The communiqué issued at the conclusion of the Group of Twenty (G20) summit in London on 2 April, 2009 included a renewed commitment by the G20 (which is comprised of the 19 largest national economies, the European Union, the IMF and the World Bank) to the standards of tax transparency and exchange of information in tax matters established by the OECD’s Global Forum of Taxation almost a decade ago. As evidence of this renewed commitment, the G20 leaders, through the OECD’s Global Forum, published three lists of jurisdictions; those who have substantially implemented the standards (the “white list”); those who have committed to implementing the standards (the “grey list”); and those who have not yet committed (the “black list”).
Recognising Cayman as a jurisdiction which has committed to implementing the standards, Jeffrey Owens, the Director of the OECD’s Centre for Tax Policy and Administration, noted ahead of the G20 summit that “the Cayman Islands was one of the first jurisdictions to commit to the new standards in May 2000” when it entered into a bilateral tax information exchange agreement (TIEA) with the United States. Since then, Cayman has concluded TIEAs with a further seven countries based on the Model Agreement on Exchange of Information on Tax Matters which it, along with 10 other jurisdictions, assisted in preparing and, in 2008, introduced legislation to permit the unilateral provision of tax information which Mr Owens noted was “innovative and could speed up the process of implementing the standard”. With a total of 12 countries currently scheduled to the unilateral mechanism, Mr Owens went on to comment that he appreciated “the fact that the Cayman Islands has sought to simplify the means by which to broaden its information exchange relationships. The Cayman Islands is setting a good example”.

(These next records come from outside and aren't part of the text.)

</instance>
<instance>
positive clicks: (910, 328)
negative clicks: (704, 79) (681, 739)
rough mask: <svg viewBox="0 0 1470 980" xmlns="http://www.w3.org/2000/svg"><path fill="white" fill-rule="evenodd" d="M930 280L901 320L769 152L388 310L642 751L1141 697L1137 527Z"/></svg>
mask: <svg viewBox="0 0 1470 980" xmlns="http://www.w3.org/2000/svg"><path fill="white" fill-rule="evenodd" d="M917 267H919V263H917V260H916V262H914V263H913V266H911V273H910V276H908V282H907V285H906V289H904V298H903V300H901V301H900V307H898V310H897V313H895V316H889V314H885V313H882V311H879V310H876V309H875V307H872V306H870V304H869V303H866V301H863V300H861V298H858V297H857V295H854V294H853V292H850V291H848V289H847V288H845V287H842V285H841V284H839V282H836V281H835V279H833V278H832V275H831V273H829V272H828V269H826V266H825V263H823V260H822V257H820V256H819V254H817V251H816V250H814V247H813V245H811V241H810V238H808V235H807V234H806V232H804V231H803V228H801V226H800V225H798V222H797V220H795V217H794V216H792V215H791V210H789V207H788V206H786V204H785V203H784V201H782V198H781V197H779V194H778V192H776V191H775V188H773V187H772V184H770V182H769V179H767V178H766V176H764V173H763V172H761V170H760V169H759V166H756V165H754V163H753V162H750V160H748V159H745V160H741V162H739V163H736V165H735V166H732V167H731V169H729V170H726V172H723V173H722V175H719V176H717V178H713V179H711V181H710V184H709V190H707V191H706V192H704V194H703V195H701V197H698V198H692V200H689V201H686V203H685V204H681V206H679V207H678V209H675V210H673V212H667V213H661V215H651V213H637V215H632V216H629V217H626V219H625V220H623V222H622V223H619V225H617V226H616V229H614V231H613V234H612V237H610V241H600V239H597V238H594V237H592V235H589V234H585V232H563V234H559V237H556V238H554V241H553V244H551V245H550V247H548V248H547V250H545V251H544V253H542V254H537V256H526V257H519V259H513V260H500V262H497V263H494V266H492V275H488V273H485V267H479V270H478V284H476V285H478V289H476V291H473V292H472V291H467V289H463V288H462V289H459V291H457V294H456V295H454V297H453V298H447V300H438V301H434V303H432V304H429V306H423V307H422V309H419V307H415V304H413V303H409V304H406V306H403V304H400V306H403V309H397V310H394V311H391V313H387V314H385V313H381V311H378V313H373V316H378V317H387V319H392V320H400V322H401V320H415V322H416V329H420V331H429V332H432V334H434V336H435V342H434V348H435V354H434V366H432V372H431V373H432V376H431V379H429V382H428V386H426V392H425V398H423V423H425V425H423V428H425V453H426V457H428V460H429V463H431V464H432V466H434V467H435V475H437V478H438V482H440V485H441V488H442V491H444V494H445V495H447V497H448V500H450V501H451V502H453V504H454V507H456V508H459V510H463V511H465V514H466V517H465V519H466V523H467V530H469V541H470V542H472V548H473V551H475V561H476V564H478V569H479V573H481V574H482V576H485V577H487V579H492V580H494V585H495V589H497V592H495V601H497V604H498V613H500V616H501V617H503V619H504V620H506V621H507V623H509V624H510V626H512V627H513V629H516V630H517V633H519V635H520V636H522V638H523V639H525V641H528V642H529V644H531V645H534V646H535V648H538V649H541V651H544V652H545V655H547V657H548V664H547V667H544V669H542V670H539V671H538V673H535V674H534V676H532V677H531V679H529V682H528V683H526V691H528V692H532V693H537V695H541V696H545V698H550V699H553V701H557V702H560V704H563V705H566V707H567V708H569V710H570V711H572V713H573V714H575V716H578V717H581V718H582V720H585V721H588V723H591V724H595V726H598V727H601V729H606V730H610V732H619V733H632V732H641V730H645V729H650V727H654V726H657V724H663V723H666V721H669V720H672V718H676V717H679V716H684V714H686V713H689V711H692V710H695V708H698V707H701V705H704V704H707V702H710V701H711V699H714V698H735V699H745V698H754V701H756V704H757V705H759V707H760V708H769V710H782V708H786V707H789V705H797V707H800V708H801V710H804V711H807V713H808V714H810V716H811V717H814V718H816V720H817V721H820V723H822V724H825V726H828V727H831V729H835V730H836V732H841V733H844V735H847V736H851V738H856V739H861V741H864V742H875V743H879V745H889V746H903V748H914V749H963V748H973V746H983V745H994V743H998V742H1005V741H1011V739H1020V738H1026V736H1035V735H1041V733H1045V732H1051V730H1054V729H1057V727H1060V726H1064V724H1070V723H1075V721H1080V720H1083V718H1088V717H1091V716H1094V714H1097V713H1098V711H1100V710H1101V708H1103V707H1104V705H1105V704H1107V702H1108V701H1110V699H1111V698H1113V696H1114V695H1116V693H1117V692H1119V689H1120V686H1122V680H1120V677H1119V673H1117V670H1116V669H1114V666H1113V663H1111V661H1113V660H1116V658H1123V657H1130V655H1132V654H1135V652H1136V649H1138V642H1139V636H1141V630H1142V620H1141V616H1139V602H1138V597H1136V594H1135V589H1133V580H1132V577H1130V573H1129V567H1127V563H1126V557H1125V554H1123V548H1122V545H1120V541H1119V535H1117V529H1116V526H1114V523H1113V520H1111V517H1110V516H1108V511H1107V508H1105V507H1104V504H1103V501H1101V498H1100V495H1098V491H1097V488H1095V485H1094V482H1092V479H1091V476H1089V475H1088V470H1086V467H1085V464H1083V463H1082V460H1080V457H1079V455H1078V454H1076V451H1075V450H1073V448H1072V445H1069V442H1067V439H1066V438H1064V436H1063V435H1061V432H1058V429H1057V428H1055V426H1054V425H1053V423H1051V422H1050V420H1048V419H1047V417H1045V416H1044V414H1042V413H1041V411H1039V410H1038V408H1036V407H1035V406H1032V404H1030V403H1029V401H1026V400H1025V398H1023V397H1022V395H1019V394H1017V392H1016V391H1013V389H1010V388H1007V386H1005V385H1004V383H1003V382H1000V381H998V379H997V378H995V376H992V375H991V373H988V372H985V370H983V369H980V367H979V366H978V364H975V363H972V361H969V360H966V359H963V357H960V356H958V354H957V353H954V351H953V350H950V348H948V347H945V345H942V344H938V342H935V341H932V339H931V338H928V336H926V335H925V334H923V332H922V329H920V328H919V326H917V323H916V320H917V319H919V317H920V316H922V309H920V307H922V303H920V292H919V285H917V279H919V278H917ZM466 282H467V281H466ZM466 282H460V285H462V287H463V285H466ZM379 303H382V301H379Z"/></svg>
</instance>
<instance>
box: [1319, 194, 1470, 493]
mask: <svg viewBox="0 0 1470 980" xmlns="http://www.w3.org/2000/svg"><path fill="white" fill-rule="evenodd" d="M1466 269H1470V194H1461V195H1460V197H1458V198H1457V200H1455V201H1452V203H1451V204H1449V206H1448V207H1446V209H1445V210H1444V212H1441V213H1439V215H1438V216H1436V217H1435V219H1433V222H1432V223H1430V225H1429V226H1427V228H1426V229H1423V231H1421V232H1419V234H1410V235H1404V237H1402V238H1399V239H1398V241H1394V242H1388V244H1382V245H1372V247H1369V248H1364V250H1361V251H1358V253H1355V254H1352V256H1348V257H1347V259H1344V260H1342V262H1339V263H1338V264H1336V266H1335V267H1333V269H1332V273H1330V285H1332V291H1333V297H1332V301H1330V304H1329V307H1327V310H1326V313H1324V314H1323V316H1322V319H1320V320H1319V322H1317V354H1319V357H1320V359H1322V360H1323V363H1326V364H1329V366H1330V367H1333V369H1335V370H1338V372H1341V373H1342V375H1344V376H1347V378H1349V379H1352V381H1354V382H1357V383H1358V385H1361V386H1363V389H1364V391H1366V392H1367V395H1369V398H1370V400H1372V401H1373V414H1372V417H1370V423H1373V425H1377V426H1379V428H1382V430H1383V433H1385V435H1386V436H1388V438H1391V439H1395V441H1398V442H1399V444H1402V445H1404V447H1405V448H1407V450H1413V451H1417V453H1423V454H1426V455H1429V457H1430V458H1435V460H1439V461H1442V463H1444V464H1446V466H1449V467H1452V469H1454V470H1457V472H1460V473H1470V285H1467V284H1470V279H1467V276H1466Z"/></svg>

With the OECD set to complete its review of Cayman’s enabling legislation within the next few weeks, it is widely expected that, with tax transparency arrangements concluded with 4 of the G7 nations, 17 of the 30 OECD member states and bilateral treaties in place with all 27 EU nations pursuant to measures equivalent to the European Union Savings Directive, the Cayman Islands will progress to the white list at the first opportunity.

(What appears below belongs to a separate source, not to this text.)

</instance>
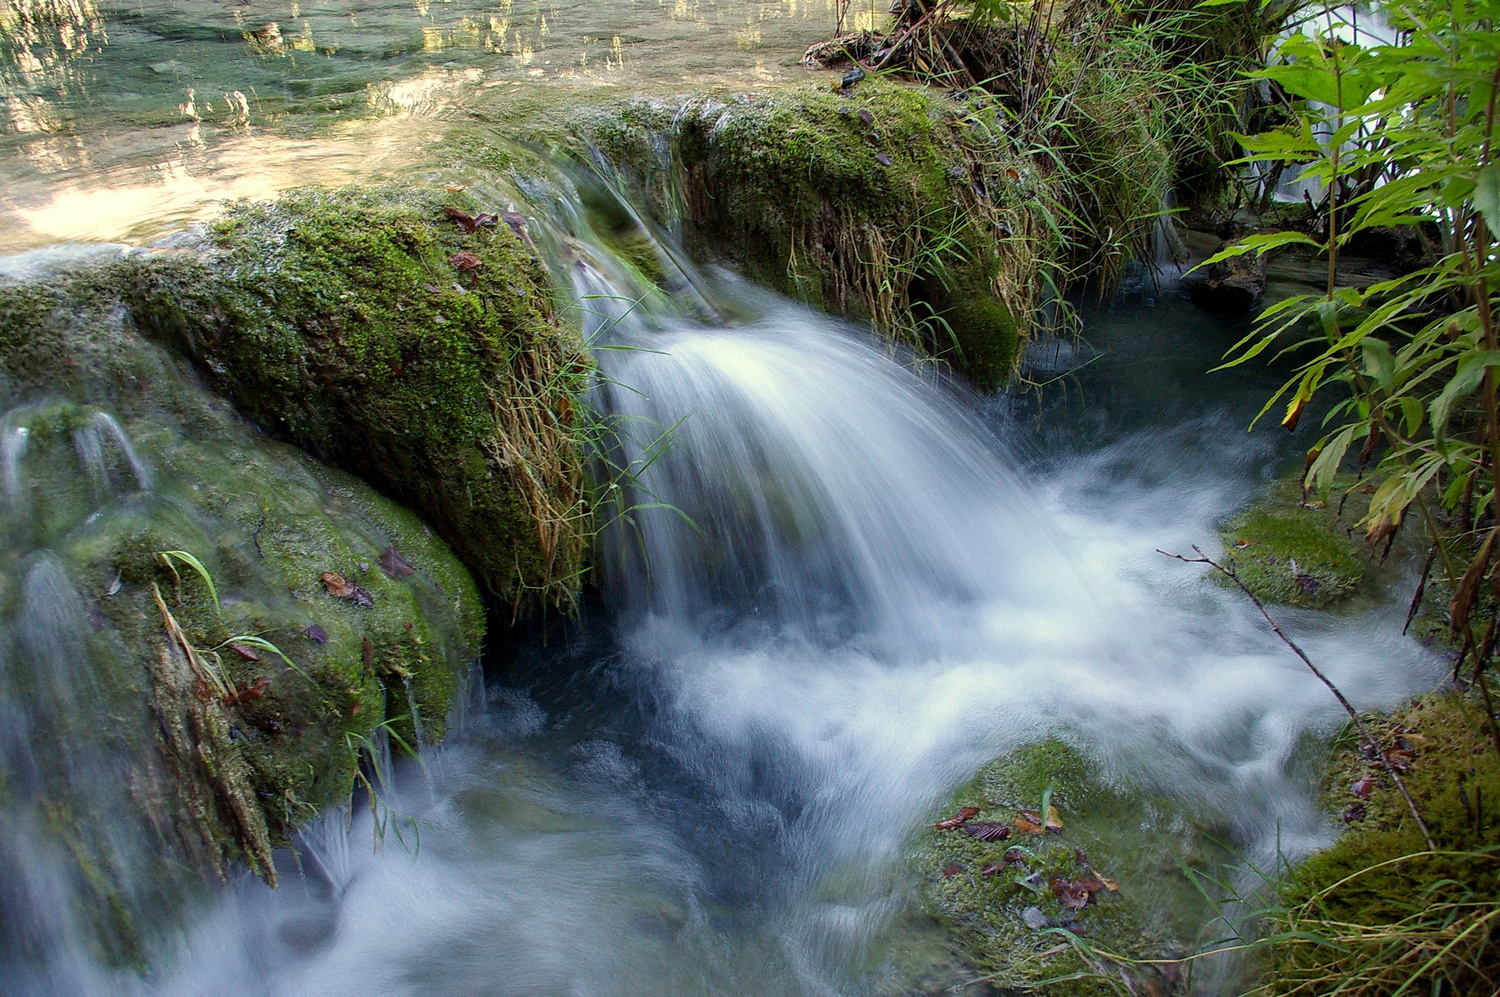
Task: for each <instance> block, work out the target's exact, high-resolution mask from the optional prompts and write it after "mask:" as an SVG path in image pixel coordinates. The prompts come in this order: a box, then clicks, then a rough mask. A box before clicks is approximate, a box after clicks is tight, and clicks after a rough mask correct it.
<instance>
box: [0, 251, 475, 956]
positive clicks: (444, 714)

The outcome of the G20 summit represents a material change in the opinion of the major economic powers as to the vital role that smaller international financial centres (IFCs), such as the Cayman Islands, have to play in the global movement of capital. By recognising the internationally agreed standards of transparency and cooperation which exists in Cayman, the G20 leaders have, at long last, publicly recognised that the smaller IFCs are legitimate participants in global financial markets and the provision of global financial services. By 7 April 2009, less than a week after the publication of the black list, the Secretary General of the OECD, Angel Gurria, announced that the four jurisdictions featured on the black list (Costa Rica, Malaysia, Philippines and Uruguay) had provided commitments to the OECD to introduce tax transparency and information exchange sufficient for each of them to be removed to the grey list.